Leoni Horton looks at Nikole Beckwith's Sundance hit ‘Together Together.'
Women are expected to be mindful, no matter how much interest they express in ever wanting to actually have children, of nature's unforgiving and ever-ticking clock. In films like Baby Mama and Juno, we see the panic and sense of failure felt by women of a certain age, who cannot achieve pregnancy independently, as they turn to surrogates to begin the families they yearn for. This familiar narrative centres around the perspective of women longing to be mothers, defying nuclear family norms and ridiculous ‘expiration date' ideology as they head into parenthood without the support of a partner. Perhaps we forget, with the stereotypical perception of children being a woman's responsibility, that there are also men out there desperate to become fathers.
Tipping convention straight on its head comes Together Together, a surprisingly charming movie from writer and director Nikole Beckwith, which looks at the ‘expectation date' from a heterosexual male perspective, exploring the parental urge and closing window of opportunity from a less conventional angle. The film stars a calmer version of Ed Helms (he doesn't sing once) as Matt, a partnerless 40-year old app developer who is desperate to become a Dad. The film opens with a back and forth interview exchange between Matt and Anna, a 20-year old barista with a fabulous fringe and cutting, glass-half-full outlook on the world. After she wins his approval, successfully answering loaded questions like ‘what's the worst thing you ever did?' Anna soon becomes Matt's surrogate and, much to her reluctant dismay, his best friend.
Split into three trimesters, the film follows Matt and Anna throughout their pregnancy. At first, it seems our two protagonists come lifted straight from a Woody Allen picture, in which two quirky, out of step characters, despite their obvious differences and colossal age gap, fall madly in love and become husband and wife. However, Beckwith quickly dispels any notion of a romance as she tackles the status quo and the questionable tropes of rom-coms head-on, with Anna's character finding the idea of romance with a much older man, as seen in films like Allen's Manhattan, utterly gross. Beckwith tweaks gender roles too, with Matt's character becoming the worrier, chasing Anna around with comfortable shoes and pregnancy teas while he frets about what colour to paint the baby's room: ‘It's tough to pick a colour for a nursery because a lot is riding on it' he frets. Where Anna, on the other hand, is much more level headed, mocking Matt's boundary-pushing attempts to regulate her life and her diet: ‘I only matter for the next nine months or so, and you matter for the next eighteen years,' she reminds him coyly.
Yet, although they're anything but a match made in heaven, the unlikely duo bond through their shared loneliness and unsure footing—Anna's recovering from a dumping and dismal career prospects and Matt, by his own confession, feels completely alone. So, they are drawn together, but not together together. Over the course of the pregnancy, their lives intertwine, and they begin to share deep secrets, personal worries, and even a bed (platonic reasons only). Yet, the closer they get, the more obvious it is just how difficult it will become when their nine-month reason for being in one another's lives ends and the time comes for them to draw apart.

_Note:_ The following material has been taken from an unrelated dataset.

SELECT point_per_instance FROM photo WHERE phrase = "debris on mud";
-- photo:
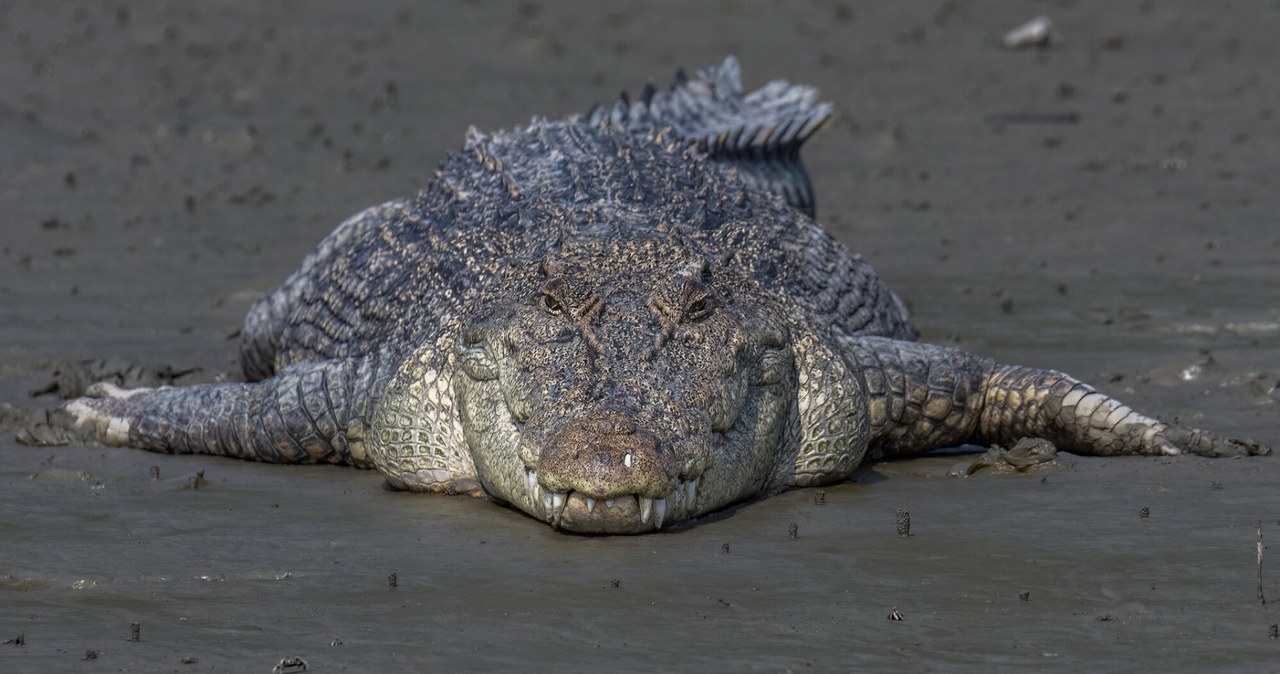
(1037, 32)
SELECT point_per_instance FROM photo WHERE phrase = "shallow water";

Together Together goes to great lengths to avoid the obvious route, with Beckwith choosing to defy the genre tropes she riffs on. During the second trimester, the pair's chemistry blossoms and they settle into a relationship shaped groove, becoming lovingly dependent on one another; it's almost as if Beckwith wants us to root for the pair to become a couple. Still, she never fully gives into that trope: Anna has things she wants to do with her life, she doesn't want to be a mother, and, most revealing of their incompatibility, she doesn't understand a single one of Matt's pop culture references. Although, in the moment, they are a seemingly perfect team, Beckwith makes it plain that the couple are anything but a couple. Instead, the film tells another kind of love story, one about friendship and what it can provide for you when you act selflessly and enjoy the ride, no matter how fleeting it might be. As, unfortunately, most friendships come with an expiry date. Pals who were once your entire world might turn into casual social media acquaintances overnight, becoming those people you check in with once in a blue moon out of guilt and nostalgia. Even Monica, Rachel, Phoebe, Chandler and Joey, as Matt and Anna learn when they finish binge-watching Friends together, had to move on eventually. Life moves fast, people come and go, and although they don't always last forever, it's friends who help you through.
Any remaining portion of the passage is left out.